Your phrasing sounds like you're unaware that filesystems can also do the same kind of cloning that a hypervisor does, where the initial data takes no storage space and only changes get written.
In fact, it's a much more common feature than active deduplication.
VM drives are just files, and it's weird that you imply a filesystem wouldn't know about the semantics of a file getting copied and altered, and would only understand blocks.
Uh, thanks for the personal attack? I am aware that cloning exists, and I very explicitly allowed for the use of such a mechanism to change the conclusion in both of my comments. My trouble was that I wasn't sure how much filesystem-cloning is actually in use in relevant contexts. Does POSIX have some sort of "copyfile()" system call nowadays? Last I knew (outdated, I'm sure), the cp command for example seemed to just read() blocks into a buffer and write() them out again. I'm not sure how the filesystem layer would detect this as a clone without a lookup. I was quoting and basing my assumptions on the article:
> The downside is that every single write and free operation requires a lookup and a then a write to the dedup table, regardless of whether or not the write or free proper was actually done by the pool.

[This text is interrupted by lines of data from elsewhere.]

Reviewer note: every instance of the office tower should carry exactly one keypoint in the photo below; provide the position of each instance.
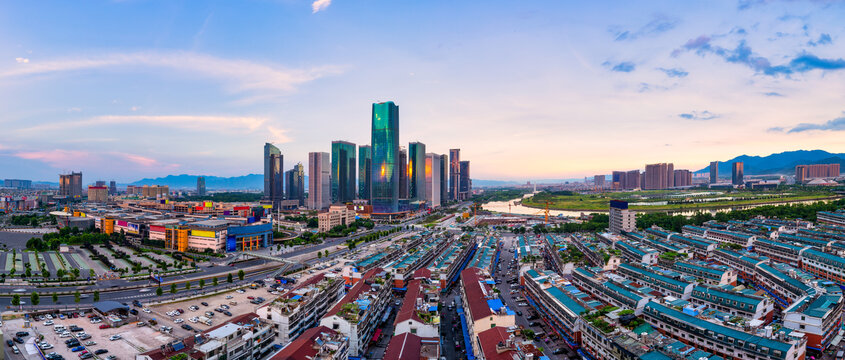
(385, 149)
(295, 184)
(365, 163)
(454, 173)
(97, 193)
(737, 173)
(683, 178)
(621, 219)
(714, 172)
(806, 172)
(343, 171)
(200, 185)
(273, 165)
(466, 181)
(70, 185)
(432, 179)
(416, 171)
(403, 173)
(444, 178)
(319, 180)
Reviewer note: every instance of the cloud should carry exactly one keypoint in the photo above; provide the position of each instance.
(699, 115)
(659, 25)
(675, 72)
(320, 5)
(837, 124)
(744, 55)
(241, 75)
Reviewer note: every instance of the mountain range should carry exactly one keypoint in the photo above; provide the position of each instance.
(780, 163)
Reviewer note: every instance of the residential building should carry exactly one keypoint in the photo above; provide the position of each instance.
(385, 169)
(621, 219)
(737, 173)
(365, 168)
(319, 180)
(273, 165)
(343, 172)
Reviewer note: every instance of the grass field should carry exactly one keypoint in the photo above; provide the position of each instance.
(669, 200)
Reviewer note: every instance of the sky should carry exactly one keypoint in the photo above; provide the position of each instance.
(123, 90)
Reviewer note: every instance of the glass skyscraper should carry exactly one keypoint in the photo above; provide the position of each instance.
(343, 171)
(365, 159)
(416, 171)
(385, 152)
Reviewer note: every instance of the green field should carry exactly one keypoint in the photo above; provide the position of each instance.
(674, 200)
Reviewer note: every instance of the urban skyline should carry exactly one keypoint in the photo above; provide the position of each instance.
(686, 63)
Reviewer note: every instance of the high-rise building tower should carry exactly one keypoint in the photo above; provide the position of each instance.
(454, 173)
(365, 165)
(273, 165)
(319, 180)
(737, 173)
(295, 184)
(416, 172)
(70, 185)
(385, 164)
(343, 171)
(403, 173)
(200, 185)
(714, 172)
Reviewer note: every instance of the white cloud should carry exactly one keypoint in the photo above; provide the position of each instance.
(320, 5)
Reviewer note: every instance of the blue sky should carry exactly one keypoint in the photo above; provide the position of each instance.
(543, 89)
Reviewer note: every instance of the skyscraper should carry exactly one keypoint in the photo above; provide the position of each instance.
(273, 165)
(454, 173)
(416, 171)
(714, 172)
(385, 163)
(737, 173)
(343, 171)
(365, 164)
(295, 184)
(319, 180)
(433, 179)
(403, 173)
(200, 185)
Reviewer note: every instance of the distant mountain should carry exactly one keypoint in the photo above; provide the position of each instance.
(781, 163)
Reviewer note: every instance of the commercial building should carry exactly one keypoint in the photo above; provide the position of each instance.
(336, 215)
(273, 168)
(302, 308)
(807, 172)
(295, 184)
(454, 174)
(70, 185)
(737, 173)
(343, 172)
(621, 219)
(433, 180)
(200, 185)
(98, 194)
(319, 180)
(416, 172)
(385, 165)
(714, 172)
(365, 168)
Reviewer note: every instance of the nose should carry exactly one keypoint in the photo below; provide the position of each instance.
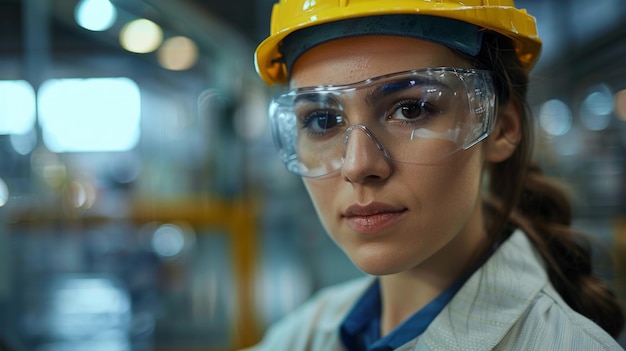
(365, 159)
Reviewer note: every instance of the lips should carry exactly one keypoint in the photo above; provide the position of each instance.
(373, 217)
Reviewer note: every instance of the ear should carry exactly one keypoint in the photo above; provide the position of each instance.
(506, 134)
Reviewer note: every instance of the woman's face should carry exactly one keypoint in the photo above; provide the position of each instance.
(391, 217)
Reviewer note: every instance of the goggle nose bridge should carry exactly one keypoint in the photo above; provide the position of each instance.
(369, 134)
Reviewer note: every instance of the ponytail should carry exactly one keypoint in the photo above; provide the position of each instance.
(520, 195)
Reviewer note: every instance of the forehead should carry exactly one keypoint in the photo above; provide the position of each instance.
(350, 60)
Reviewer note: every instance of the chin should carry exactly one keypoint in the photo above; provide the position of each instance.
(379, 263)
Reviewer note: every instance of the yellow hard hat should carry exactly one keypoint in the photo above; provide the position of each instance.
(289, 16)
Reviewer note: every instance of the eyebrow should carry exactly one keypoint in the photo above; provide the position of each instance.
(394, 87)
(313, 97)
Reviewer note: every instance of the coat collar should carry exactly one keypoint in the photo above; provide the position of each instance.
(491, 301)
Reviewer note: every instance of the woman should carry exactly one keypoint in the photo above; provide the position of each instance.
(407, 121)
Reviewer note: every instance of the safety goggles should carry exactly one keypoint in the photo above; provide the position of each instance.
(418, 117)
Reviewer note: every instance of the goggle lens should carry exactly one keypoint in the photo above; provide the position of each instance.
(418, 117)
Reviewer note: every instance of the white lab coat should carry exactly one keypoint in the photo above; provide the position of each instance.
(507, 304)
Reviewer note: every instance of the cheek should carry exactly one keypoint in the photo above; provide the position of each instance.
(324, 195)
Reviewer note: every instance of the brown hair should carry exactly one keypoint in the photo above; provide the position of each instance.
(520, 195)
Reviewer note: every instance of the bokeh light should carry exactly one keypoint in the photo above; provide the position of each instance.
(17, 107)
(596, 109)
(4, 192)
(178, 53)
(170, 240)
(141, 36)
(88, 115)
(620, 104)
(95, 15)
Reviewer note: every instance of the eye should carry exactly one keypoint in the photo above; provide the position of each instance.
(411, 110)
(322, 121)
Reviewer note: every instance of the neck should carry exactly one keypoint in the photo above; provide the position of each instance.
(407, 292)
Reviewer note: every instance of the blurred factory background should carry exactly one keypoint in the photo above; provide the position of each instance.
(142, 206)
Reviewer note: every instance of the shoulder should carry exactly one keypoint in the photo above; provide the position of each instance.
(550, 324)
(315, 324)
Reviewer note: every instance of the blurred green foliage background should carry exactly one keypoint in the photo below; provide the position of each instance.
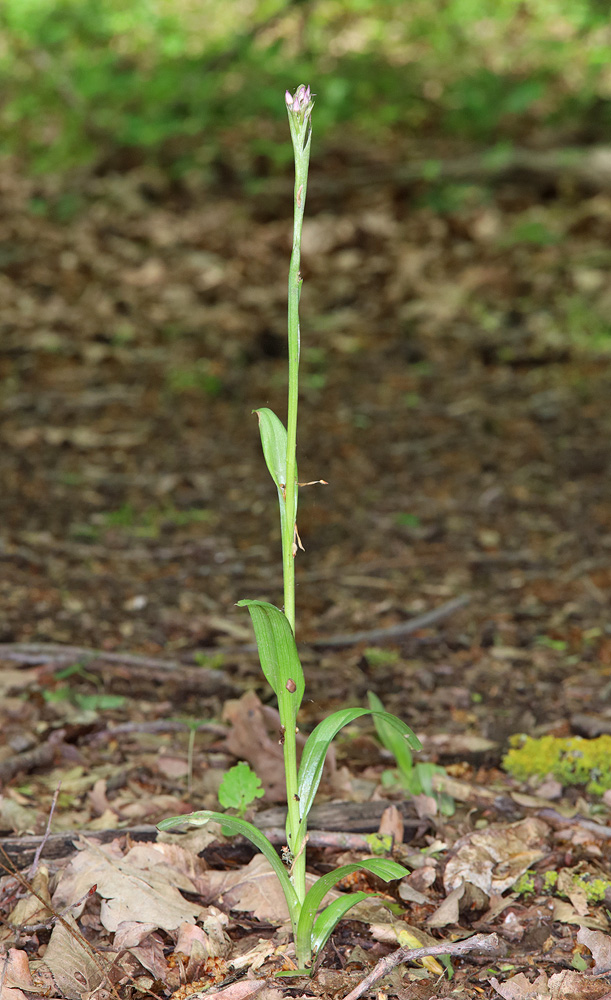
(111, 83)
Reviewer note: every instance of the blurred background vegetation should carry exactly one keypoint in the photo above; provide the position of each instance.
(193, 84)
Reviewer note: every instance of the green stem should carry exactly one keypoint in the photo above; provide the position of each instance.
(295, 842)
(301, 135)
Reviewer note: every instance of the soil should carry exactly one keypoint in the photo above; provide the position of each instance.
(464, 434)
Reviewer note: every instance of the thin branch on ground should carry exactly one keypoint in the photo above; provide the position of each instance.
(479, 942)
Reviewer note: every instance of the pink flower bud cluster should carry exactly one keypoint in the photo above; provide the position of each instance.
(298, 102)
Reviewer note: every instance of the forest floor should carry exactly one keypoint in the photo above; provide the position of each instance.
(456, 400)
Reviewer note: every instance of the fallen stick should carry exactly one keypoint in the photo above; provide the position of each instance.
(479, 942)
(395, 631)
(214, 680)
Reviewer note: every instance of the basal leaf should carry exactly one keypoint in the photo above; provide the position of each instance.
(327, 921)
(273, 441)
(317, 745)
(383, 868)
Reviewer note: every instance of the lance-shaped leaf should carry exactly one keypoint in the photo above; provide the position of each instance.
(274, 442)
(317, 745)
(389, 737)
(327, 921)
(278, 655)
(307, 932)
(240, 826)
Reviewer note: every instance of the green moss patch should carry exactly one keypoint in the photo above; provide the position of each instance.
(571, 760)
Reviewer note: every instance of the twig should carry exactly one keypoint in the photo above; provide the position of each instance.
(155, 726)
(216, 680)
(479, 942)
(38, 757)
(46, 834)
(559, 822)
(208, 681)
(395, 631)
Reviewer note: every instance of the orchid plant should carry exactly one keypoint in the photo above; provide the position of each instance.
(312, 924)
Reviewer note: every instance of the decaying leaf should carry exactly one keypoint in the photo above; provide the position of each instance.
(494, 858)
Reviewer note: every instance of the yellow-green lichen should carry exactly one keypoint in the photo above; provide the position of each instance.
(594, 888)
(525, 884)
(550, 880)
(571, 760)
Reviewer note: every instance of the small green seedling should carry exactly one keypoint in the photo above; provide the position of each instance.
(416, 778)
(274, 629)
(240, 786)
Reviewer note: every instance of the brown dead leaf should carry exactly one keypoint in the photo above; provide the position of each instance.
(30, 909)
(143, 884)
(566, 985)
(600, 946)
(391, 824)
(254, 889)
(248, 740)
(494, 858)
(447, 912)
(15, 975)
(151, 955)
(72, 966)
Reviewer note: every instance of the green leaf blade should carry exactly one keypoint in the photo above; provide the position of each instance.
(383, 868)
(273, 440)
(278, 655)
(241, 826)
(327, 921)
(389, 737)
(240, 786)
(317, 745)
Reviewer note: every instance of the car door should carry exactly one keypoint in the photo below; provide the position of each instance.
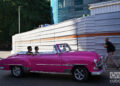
(46, 62)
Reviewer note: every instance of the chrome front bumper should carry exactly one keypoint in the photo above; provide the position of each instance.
(98, 72)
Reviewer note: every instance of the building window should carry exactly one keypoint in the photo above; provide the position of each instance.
(62, 4)
(78, 2)
(78, 8)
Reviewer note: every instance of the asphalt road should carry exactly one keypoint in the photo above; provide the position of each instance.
(39, 79)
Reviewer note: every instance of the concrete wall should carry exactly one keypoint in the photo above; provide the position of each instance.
(83, 34)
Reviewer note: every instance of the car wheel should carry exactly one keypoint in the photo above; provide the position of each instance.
(80, 73)
(17, 71)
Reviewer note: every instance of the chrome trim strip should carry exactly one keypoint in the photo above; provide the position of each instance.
(1, 68)
(61, 64)
(14, 64)
(50, 72)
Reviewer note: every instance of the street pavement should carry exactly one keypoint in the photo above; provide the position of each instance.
(40, 79)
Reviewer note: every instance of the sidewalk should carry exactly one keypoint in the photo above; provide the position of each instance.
(4, 54)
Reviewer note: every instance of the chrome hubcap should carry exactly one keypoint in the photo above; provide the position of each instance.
(16, 71)
(79, 74)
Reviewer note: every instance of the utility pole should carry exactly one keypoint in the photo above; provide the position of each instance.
(19, 18)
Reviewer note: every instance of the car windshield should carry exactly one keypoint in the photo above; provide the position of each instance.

Which, if universally true, is very much different from what a hypervisor could do instead, and I've detailed the potential differences. But if a hypervisor does use some sort of clone system call instead, that can indeed shift the same approach into the fs layer, and my genuine question is whether it does.
I said "your phrasing sounds like" specifically to make it not personal. Clearly some information was missing but I wasn't sure exactly what. I'll try to phrase that better in the future.
It sounds like the information you need is that cp has a flag to make cloning happen. I think it even became default behavior recently.
Also that the article quote is strictly talking about dedup. That downside does not generalize to the clone/reflink features. They use a much more lightweight method.
Huh? What do you mean? They absolutely are. I've made extensive use of them in ESXi/vsphere clusters in situations where I'm spinning up and down many temporary VMs.
Linked clones do not exist in ESXi. Horizon Composer is what is/was used to create them, and that requires a vCenter Server and a bit of infrastructure, including a database.
No, you can create them if you only have vCenter via its API. No extra infrastructure beyond that, though. The pyVmomi library has example code of how to do it. IIRC it is true that standalone ESXi does not offer the option to create a linked clone by itself, but if I wanted to be a pendant I'd argue that linked clones do exist in ESXi, as that is where vCenter deploys them.